I recently used Bleachbit on Linuxt Mint 18.3 and there were some problems afterwards.
The most disturbing is that the system does not ask for login password at startup, as before.
How can I make the system to ask for password at startup.
Thx.


----------



## hal8000 (Dec 23, 2006)

It should be as easy as going to Cinnamon control center and going to login screen:

https://commons.wikimedia.org/wiki/File:Cinnamon_1.8_Control_Center.png

You did not state which desktop you are using so I have assumed Cinnamon


----------



## contraswm (Nov 3, 2013)

Yes. I forgot to mention it is indeed Linux Mint Cinnamon. I have been several times in Login Window from System Settings, but there is no option weather to ask or not for a password.
There most be some command or something. Anyway, after running Bleachbit the system is not asking for password any more at startup.


----------



## contraswm (Nov 3, 2013)

Yes. I forgot to mention it is indeed Linux Mint Cinnamon. I have been several times in Login Window from System Settings, but there is no option weather to ask or not for a password.


----------



## hal8000 (Dec 23, 2006)

This looks like it may be a bug in Mint 18 login screen which also affects auto login (which youre not using).

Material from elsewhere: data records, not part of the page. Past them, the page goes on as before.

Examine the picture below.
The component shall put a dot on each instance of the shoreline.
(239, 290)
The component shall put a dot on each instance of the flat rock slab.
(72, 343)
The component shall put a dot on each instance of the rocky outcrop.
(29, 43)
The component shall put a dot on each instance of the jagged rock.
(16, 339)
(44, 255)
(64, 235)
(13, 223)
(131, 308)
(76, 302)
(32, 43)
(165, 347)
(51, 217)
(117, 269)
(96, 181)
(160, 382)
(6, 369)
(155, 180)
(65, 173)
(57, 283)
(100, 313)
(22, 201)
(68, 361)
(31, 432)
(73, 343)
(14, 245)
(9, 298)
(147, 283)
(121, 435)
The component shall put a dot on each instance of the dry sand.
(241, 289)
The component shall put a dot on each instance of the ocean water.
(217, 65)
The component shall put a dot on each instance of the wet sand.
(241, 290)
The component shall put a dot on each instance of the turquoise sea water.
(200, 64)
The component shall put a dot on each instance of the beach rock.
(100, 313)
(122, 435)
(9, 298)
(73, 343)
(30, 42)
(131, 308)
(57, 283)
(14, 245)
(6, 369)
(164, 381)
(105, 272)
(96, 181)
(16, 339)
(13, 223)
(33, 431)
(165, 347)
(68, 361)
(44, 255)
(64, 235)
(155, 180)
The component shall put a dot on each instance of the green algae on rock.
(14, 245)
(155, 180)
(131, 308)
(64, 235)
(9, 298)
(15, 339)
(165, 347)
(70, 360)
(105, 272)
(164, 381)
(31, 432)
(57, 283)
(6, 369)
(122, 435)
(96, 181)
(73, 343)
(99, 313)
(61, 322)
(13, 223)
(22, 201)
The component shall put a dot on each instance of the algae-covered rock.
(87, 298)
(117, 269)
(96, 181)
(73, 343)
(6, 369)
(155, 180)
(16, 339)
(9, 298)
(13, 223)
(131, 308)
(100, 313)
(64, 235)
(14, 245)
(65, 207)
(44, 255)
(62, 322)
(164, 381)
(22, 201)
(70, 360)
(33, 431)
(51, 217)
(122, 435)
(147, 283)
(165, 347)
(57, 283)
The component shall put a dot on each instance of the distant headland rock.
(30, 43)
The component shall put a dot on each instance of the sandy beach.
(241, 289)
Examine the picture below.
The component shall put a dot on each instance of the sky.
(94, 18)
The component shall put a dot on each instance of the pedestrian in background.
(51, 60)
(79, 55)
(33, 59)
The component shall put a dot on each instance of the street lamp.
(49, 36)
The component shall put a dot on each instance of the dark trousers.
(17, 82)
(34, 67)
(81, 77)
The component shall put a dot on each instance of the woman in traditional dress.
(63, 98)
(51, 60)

https://www.reddit.com/r/linuxmint/comments/6uxb4r/very_minor_annoyance_with_182_cinnamon_login/

It may be possible to do:
sudo apt-get updateuck with
sudo apt-get dist-upgrade

To see if this fixes the issue but as others are reporting it, you may be stuck with this. The bleachbit program has certainly caused this on cinnamon, I'm not affected as I run KDE version on Mint 17. 
Try going to control panel, account and changing your password, not sure if this will work though.


----------



## contraswm (Nov 3, 2013)

Sorry this did not work. I had a similar problem in the past, when the system did not ask for a password no matter what. Then I was told to use sudo visudo command and delete a certain row from a file. It worked.
I'm not sure, but there probably must be such kind of terminal command solving the matter.


----------